Türk askeri IŞID'li teröristler ile Gırtlak gırtlağa, göğüs göğse çarpışma hikayesi: Fırat Kalkanı Harekâtı Türk ordusu

Fırat Kalkanı Harekâtı'nın en sancılı günlerinden birisi 20 Aralık'tır. Bu tarihte, kahraman Türk ordusu Akil Dağı'na sızıp ele geçirmek için mücadele başlatmıştır. Bu yazımız bu konu üstüne olacaktır. Takvimler 2010'u gösterdiğinde Tunus'ta başlayan Arap Baharı kısa sürede Orta Doğu coğrafyasına yayıldı. Türkiye'nin sınır komşusu olan Suriye'ye de 2011 yılında sıçradı. Suriye'de halk gösterilere başladı, gün geçtikçe gösteriler ve Suriye ordusunun müdahalesi kontrolden çıktı. Bu anı bekleyen emperyalist güçler, Suriye'yi kaynayan kazana çevirerek iç savaşı körüklediler. Destabilize bir ortam oluştu, neticesinde Suriye artık iç savaştaydı.

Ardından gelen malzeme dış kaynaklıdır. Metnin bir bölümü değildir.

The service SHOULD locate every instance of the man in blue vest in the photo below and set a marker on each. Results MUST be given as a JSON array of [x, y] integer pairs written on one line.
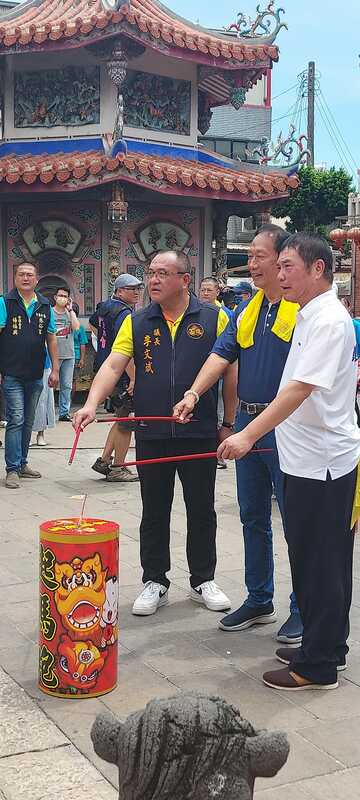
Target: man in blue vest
[[106, 323], [27, 326], [169, 341], [259, 338]]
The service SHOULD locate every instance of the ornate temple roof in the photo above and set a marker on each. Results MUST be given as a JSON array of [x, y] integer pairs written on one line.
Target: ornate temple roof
[[56, 24], [76, 170]]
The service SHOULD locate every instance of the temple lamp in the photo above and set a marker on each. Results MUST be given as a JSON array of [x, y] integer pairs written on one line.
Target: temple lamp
[[117, 207], [354, 234], [338, 236]]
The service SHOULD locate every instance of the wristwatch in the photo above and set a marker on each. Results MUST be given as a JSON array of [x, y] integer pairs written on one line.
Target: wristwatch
[[194, 394]]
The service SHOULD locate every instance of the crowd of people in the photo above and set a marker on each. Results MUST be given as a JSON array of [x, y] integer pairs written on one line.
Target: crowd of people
[[266, 377]]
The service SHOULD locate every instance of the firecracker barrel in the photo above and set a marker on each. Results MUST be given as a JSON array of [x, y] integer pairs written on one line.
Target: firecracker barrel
[[79, 590]]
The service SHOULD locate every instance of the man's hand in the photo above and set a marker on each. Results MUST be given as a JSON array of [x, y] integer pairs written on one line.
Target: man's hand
[[53, 379], [224, 433], [183, 410], [83, 417], [236, 446]]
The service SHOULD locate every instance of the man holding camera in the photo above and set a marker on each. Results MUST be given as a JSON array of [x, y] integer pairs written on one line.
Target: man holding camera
[[66, 323], [106, 322]]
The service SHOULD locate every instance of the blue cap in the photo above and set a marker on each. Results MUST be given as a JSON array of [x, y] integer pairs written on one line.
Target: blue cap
[[244, 286]]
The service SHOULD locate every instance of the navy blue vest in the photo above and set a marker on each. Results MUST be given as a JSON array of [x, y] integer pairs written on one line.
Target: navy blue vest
[[166, 368], [22, 341]]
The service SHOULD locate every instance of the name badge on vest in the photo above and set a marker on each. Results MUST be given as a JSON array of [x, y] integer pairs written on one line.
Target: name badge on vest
[[16, 325], [195, 331]]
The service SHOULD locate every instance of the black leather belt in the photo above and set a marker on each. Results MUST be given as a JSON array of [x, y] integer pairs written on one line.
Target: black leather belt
[[252, 408]]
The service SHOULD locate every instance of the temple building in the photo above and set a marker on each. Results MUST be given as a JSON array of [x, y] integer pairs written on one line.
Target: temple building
[[104, 108]]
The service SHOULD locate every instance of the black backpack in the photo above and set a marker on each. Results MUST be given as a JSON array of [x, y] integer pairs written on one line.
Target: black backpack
[[108, 315]]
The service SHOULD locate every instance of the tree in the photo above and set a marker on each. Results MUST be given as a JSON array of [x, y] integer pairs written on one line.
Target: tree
[[321, 196]]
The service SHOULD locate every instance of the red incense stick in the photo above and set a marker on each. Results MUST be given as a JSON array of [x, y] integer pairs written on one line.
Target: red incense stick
[[74, 447], [119, 419], [191, 457], [139, 419]]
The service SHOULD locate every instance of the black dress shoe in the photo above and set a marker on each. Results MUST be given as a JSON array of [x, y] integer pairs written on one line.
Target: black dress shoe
[[246, 616]]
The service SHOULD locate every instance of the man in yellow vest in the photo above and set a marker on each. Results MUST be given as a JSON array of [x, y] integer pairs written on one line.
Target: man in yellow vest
[[259, 337]]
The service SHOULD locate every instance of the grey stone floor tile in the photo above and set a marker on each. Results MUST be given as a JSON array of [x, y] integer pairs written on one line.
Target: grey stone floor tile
[[137, 685], [293, 791], [22, 723], [50, 773], [305, 761], [340, 703], [337, 786], [339, 738], [176, 654]]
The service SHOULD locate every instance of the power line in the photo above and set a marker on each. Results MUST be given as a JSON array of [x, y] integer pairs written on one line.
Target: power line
[[337, 127], [291, 89], [334, 140], [334, 133]]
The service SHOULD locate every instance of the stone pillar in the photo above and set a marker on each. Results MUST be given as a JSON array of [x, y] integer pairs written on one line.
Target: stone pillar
[[356, 279], [220, 236]]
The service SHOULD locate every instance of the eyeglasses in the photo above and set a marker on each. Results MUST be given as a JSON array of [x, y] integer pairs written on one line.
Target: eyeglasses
[[162, 274]]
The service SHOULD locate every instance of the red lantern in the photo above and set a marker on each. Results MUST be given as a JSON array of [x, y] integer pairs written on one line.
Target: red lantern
[[338, 236], [354, 234], [78, 607]]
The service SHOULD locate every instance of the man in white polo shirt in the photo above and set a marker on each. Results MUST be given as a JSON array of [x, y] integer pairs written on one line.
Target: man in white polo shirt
[[319, 449]]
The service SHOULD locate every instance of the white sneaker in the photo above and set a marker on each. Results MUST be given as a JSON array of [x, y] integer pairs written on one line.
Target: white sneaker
[[211, 596], [152, 596]]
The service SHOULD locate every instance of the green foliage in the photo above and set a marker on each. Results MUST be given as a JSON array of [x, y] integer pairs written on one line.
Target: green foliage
[[321, 196]]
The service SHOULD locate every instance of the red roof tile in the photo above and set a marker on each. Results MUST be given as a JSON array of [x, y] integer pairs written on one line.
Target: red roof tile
[[52, 20], [174, 176]]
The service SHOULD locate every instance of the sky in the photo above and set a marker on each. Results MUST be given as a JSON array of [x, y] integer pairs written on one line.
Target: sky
[[323, 31]]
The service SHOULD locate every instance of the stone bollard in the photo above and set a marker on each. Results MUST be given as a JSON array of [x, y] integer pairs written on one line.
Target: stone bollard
[[189, 746]]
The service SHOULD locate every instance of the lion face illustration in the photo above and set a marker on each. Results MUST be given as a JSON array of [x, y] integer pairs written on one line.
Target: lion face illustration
[[80, 663], [80, 595]]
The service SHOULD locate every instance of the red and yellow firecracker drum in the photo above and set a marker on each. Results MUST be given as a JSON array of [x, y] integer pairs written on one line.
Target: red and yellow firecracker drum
[[79, 591]]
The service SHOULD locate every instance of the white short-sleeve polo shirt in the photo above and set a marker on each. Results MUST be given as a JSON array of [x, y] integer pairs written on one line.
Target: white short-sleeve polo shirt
[[322, 434]]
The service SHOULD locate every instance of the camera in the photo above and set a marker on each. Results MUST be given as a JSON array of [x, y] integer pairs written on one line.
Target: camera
[[119, 400]]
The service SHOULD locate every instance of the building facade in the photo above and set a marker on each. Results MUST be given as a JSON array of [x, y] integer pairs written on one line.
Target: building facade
[[103, 103]]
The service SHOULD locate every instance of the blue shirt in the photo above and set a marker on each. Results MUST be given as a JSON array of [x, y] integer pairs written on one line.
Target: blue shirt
[[29, 310], [260, 366], [80, 338]]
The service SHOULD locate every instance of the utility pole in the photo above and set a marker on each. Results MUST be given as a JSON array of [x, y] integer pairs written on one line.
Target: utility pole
[[311, 113]]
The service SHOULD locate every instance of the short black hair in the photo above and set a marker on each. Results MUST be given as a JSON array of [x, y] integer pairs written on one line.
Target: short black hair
[[62, 289], [310, 248], [182, 259], [28, 263], [212, 279], [278, 234]]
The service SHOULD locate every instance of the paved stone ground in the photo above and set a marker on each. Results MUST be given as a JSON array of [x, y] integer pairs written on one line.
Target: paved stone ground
[[45, 748]]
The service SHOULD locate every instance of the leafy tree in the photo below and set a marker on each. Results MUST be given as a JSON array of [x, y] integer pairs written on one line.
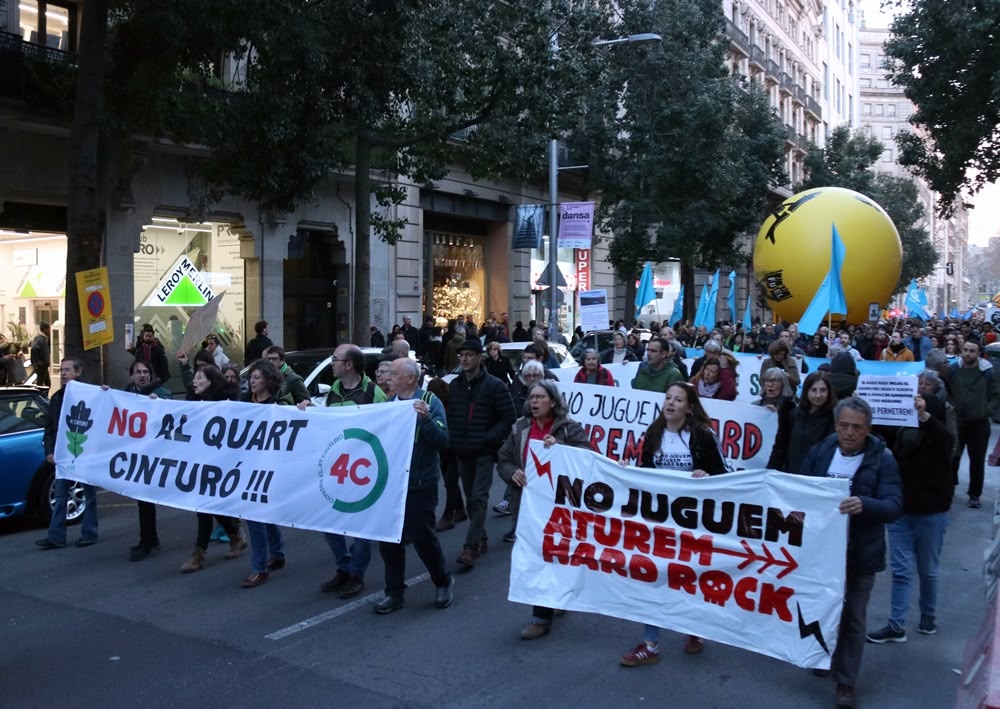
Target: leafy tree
[[696, 153], [946, 58], [847, 161]]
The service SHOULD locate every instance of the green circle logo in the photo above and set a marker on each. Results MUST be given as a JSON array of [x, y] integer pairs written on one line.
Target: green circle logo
[[352, 470]]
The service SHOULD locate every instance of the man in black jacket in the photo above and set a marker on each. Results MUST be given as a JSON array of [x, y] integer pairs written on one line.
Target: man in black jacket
[[480, 416]]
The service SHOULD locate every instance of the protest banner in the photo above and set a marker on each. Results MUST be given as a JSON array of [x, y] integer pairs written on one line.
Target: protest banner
[[753, 559], [342, 470], [616, 418], [891, 399]]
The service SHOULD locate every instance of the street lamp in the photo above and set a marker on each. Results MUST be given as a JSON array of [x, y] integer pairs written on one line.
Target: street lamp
[[642, 38]]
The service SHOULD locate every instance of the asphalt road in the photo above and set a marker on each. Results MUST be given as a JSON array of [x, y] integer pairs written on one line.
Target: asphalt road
[[89, 628]]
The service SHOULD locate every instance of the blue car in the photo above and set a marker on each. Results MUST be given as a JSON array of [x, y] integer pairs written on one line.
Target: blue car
[[25, 477]]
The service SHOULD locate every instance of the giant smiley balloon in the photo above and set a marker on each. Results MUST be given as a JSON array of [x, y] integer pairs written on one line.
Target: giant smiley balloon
[[791, 256]]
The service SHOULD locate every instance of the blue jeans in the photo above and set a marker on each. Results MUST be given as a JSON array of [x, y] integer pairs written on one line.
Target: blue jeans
[[265, 543], [88, 523], [915, 538], [354, 560]]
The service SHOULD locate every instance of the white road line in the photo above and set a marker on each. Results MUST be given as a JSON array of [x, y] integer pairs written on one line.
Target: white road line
[[337, 612]]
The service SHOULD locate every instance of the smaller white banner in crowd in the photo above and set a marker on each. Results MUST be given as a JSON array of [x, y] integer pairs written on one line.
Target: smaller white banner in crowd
[[754, 559], [891, 399], [616, 418], [576, 226], [343, 470]]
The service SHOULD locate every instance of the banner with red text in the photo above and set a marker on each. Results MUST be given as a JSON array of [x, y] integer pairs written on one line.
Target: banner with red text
[[617, 417], [342, 469], [753, 559]]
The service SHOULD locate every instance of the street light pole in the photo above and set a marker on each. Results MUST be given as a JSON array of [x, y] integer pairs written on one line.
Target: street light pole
[[642, 38]]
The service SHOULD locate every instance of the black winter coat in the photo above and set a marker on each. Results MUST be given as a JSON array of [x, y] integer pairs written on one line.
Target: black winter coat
[[480, 414]]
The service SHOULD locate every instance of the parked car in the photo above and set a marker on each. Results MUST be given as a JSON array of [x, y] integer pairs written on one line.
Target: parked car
[[26, 479]]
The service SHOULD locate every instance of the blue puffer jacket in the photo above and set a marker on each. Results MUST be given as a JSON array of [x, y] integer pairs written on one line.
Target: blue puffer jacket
[[878, 485], [432, 437]]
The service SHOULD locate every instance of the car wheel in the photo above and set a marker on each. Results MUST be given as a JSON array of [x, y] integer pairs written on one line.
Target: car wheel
[[75, 502]]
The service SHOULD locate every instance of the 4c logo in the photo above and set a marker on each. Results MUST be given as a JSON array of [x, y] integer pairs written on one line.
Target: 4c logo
[[346, 467]]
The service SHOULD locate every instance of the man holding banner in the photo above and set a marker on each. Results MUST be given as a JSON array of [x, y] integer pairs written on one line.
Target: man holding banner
[[854, 454]]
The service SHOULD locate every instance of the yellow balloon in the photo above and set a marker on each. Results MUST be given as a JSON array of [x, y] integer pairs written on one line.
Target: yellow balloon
[[791, 256]]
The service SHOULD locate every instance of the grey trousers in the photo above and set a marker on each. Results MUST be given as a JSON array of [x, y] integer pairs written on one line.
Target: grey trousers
[[476, 475], [846, 663]]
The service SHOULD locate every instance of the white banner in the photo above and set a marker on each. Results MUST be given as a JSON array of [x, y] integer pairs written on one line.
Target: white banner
[[753, 559], [342, 469], [891, 399], [576, 225], [616, 418]]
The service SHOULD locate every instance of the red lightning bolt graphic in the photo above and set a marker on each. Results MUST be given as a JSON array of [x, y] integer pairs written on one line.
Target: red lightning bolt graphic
[[543, 468]]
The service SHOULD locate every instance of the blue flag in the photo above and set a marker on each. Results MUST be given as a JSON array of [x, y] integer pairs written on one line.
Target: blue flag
[[644, 294], [830, 297], [678, 313], [699, 316], [731, 299]]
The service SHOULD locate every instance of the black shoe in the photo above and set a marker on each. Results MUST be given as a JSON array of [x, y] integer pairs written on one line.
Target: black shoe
[[354, 586], [49, 544], [141, 551], [389, 604], [335, 584], [443, 595]]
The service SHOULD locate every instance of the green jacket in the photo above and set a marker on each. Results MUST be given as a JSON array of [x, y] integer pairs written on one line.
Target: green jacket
[[367, 392], [649, 380]]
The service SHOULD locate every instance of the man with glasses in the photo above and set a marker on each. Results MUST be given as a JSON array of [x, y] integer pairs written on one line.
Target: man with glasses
[[293, 384], [658, 372], [352, 387], [421, 494], [480, 414], [69, 369]]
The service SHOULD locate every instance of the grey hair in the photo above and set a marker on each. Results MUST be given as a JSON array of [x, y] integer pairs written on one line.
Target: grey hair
[[786, 387], [411, 365], [854, 403], [559, 409], [929, 375], [533, 366]]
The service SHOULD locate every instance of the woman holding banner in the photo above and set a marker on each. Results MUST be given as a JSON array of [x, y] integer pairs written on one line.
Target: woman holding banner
[[681, 438], [545, 419], [779, 397], [209, 384], [811, 422], [592, 371], [267, 551]]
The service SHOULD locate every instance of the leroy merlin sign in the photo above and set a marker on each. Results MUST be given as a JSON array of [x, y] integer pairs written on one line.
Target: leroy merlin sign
[[182, 285]]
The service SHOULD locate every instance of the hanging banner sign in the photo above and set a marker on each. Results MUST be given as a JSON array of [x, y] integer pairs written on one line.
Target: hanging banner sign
[[752, 559], [616, 419], [576, 225], [183, 285], [93, 291], [342, 470]]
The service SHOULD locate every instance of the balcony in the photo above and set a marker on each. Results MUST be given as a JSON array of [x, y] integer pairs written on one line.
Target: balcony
[[738, 37], [786, 83], [42, 77], [771, 67], [813, 108]]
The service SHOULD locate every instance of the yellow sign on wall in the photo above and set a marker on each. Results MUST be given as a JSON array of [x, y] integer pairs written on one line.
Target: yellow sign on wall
[[94, 294]]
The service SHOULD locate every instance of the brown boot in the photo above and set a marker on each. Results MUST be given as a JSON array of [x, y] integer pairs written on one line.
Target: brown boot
[[195, 563], [237, 545]]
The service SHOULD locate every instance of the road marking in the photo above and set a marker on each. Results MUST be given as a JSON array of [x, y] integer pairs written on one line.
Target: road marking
[[337, 612]]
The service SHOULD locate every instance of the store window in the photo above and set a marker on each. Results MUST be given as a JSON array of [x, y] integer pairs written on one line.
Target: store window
[[179, 267], [47, 23], [458, 275]]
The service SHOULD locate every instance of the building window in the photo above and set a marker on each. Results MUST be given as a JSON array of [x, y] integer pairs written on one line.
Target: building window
[[47, 23]]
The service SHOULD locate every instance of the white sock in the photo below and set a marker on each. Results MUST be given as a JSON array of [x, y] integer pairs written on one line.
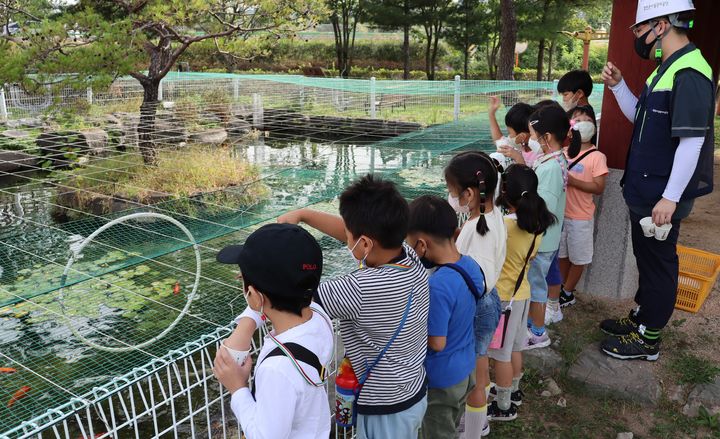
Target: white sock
[[475, 421]]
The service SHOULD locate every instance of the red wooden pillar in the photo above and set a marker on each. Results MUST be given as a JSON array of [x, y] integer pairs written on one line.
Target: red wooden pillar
[[614, 127]]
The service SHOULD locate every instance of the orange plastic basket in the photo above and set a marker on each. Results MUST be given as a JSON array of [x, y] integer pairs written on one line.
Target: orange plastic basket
[[698, 272]]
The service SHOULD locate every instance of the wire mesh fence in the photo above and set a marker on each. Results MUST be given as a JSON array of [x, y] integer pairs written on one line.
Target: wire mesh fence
[[305, 140]]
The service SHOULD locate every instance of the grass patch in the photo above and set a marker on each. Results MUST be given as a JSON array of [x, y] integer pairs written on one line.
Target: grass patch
[[212, 175], [691, 369]]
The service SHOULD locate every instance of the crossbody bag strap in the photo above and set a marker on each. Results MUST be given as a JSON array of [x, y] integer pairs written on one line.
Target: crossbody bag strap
[[579, 159], [468, 280], [520, 278], [365, 376]]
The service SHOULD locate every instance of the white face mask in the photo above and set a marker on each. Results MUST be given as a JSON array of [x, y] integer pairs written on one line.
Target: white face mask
[[455, 204], [586, 130], [535, 146], [568, 105]]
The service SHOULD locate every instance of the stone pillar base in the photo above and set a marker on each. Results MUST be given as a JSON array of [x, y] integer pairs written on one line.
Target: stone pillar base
[[613, 272]]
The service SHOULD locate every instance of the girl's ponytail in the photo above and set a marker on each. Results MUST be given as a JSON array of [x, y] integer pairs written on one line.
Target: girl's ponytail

Başta, Suriye ordusu ile Özgür Suriye Ordusu arasında başlayan çatışmalara diğer devletler de katıldı. Dünyanın birçok ülkesi Suriye'deki iç savaşa girdi. Birçok terör örgütü Suriye'ye yayıldı, bu terör örgütlerinden bir tanesi de Irak ve Şam İslam Devleti'dir. Suriye'deki düzensizliği iyi gözleyen IŞİD, kısa sürede ülkenin büyük bir bölümünü ele geçirmiştir. Bundan sonra da Suriye'de en vahim günler başlamıştır. Koalisyon güçlerinin IŞİD'i bahane ederek yaptığı saldırılar, IŞİD'in yaptığı eylemler silahsız, güçsüz halkı etkilemiştir.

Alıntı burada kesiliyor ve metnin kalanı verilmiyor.